I have a 1uF cap on the output so I believe the resonant frequency should be around 7kHz.

I have tried reducing the frequency all the way to around 10khz and there was still a ton of inductor heating likely due to the inductor entering saturation.

Powdered iron is probably not that good at 100 kHz. I suggest that you look toward ferrites or Micrometals Powder Core Solutions.
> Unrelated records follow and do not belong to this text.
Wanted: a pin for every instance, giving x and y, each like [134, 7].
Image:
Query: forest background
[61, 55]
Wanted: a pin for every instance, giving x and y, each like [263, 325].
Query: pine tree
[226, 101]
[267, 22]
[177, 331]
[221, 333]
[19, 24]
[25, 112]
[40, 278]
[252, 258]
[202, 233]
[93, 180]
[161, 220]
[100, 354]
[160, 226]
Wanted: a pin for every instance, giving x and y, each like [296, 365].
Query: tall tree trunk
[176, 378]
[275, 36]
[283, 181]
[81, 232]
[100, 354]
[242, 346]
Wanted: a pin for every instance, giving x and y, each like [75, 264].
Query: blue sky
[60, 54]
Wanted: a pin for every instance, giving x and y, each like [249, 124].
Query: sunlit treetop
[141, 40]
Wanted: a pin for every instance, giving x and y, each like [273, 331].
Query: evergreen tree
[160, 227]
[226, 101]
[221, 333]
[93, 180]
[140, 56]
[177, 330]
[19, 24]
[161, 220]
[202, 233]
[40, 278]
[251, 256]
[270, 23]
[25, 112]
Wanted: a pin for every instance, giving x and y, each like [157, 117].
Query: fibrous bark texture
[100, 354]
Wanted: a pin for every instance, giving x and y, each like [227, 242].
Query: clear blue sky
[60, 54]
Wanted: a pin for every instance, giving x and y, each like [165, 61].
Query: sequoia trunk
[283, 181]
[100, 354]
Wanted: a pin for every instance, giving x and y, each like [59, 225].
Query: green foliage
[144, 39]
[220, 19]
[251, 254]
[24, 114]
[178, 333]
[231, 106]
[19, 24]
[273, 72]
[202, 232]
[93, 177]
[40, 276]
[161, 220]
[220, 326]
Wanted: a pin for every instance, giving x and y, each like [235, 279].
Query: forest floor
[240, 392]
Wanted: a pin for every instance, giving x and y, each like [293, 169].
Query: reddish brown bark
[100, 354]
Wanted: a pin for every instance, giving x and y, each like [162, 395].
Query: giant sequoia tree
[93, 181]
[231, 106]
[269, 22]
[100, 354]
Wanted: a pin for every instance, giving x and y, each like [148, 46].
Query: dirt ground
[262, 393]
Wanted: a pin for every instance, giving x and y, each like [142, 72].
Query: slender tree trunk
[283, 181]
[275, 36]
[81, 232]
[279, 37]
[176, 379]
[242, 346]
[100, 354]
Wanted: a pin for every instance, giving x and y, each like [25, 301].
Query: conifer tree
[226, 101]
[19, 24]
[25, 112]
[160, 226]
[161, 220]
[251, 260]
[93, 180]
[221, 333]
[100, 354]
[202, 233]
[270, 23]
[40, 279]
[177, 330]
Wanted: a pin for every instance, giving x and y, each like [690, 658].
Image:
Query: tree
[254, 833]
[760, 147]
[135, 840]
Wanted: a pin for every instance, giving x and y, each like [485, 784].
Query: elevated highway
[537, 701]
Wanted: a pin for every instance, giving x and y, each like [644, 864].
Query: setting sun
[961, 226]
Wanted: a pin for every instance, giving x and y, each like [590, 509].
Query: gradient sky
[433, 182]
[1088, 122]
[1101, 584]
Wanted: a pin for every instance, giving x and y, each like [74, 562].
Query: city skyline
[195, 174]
I purchased a Micrometal Powder toroidal core on your suggestion and will wind an inductor for my next test. The thing is massive at 4" in diameter and should allow me to substantially reduce the ripple current with higher inductance while keeping the I^2R losses fairly low.

 

There’s core and wire impedance the calculations are difficult. My guess is you’re hitting the hysterisis causing loss as heat. Might not be a bad idea to reach out to an inductor mfg. those reps love to pass on information. That’s what I would do.

 

Another technique to keep your transformer cool is to move from solid wire to several strands of a smaller diameter wire with about the same total cross-sectional area. This reduces the eddy current across the wire perpendicular to the core.

The whole process involves walking back and forth between two points, making several strands in parallel. Then, give one end to your son or daughter and chuck up the other end in an electric drill and turn it on. Twist the set of wires until there are some turns per cm, then at the end, pull to stretch it lightly (so it won't untwist when relaxed). Use that wire to wind your transformer. At high frequencies this will result in a much cooler transformer.